The Dingle Peninsula is now a very popular tourist destination. First because of Rick Steeves, second because of Star Wars that were shot on the peninsula and on Skellig Michael island.
The town of Dingle is the main tourist attraction. A lovely small town very busy during the day and quiet in the evening. Traditional music can be heard in local pubs.
Dingle offers many hiking trails, the most important one is called the Dingle Way.
It takes you to many beautiful places and offers many surprises. Barbara will later describe her experience hiking along the Dingle Way for 30km.
Sciuird Archaeological Tour was a great way for us to learn about the history of the peninsula in three hours. Here are some highlights.
Colaiste Ide – All Irish Boarding School for Girls. This school offers all subjects in Irish or Gaelic language. The most frequently spoken languages in Ireland are: English, Polish, Chinese and Irish.
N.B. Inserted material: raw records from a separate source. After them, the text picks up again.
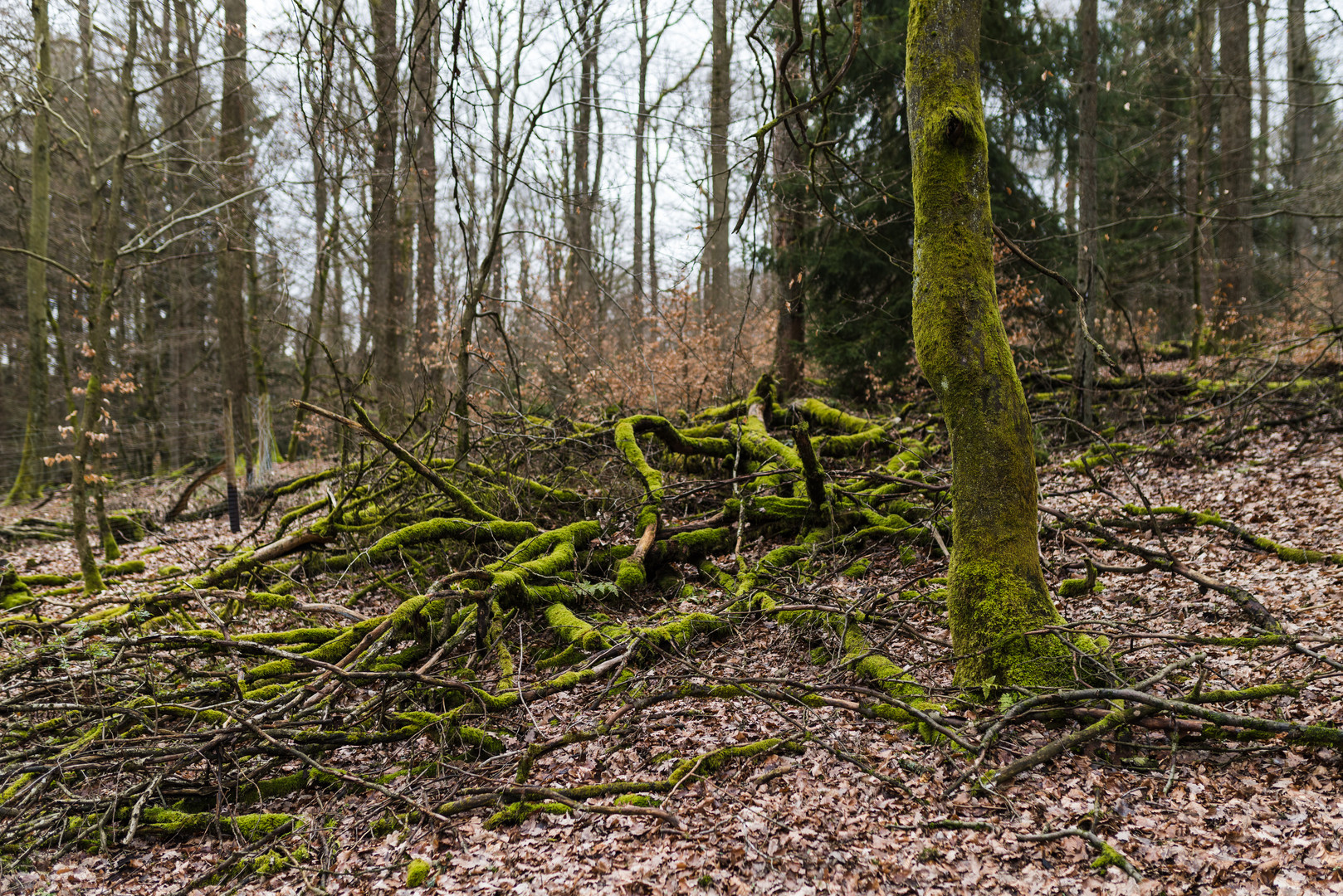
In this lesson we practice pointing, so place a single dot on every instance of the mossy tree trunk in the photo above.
(995, 587)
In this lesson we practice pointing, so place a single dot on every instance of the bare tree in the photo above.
(717, 229)
(1088, 221)
(1236, 236)
(234, 245)
(386, 314)
(27, 484)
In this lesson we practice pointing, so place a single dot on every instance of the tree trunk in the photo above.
(720, 114)
(580, 286)
(234, 360)
(1236, 238)
(790, 299)
(641, 124)
(28, 483)
(995, 587)
(384, 316)
(323, 240)
(1195, 168)
(87, 440)
(1262, 60)
(1088, 221)
(425, 93)
(1301, 134)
The purpose of this school is to educate girls to become teachers who will continue using the language Ireland wants to conserve at any cost.
The previous owner of this mansion enjoyed collecting archaeological artifacts. One of them is the ogham stone:
“Ogham is the earliest form of writing in Ireland, it dates to around 4th century A.D. and was in use for around 500 years. The Ogham alphabet is made up of a series of strokes along or across a line. Ogham is sometimes referred to as the “Celtic Tree Alphabet” as a number of the letters are linked to old Irish names for certain trees. The alphabet was carved on standing stones to commemorate someone, using the edge of the stone as the centre line. They normally read from the left hand side bottom up, across the top and if need be down the other side.”
The Dingle Peninsula is famous for its beehive huts – unmortared circular walled huts shaped like beehives. Some of them are reconstructed:
The Slea Head Drive is the most scenic part of the tour. It offers great views of the Atlantic Ocean and of the Blasket Islands.
The ruins of a monastery from the early Medieval time with its cross-slab standing stone:
Finally, one of the most famous landmarks on the Dingle Peninsula, Gallarus Oratory, completely made of stone and very well preserved:
The Oratory is located on the pilgrimage route to Mount Brandon, a holy mountain since the pagan times.
I would like to use this post to recommend one of the best Bed and Breakfast places in Dingle. It is very comfortable, offers very good breakfast and amazing views of the Dingle Bay – Coastline House B&B.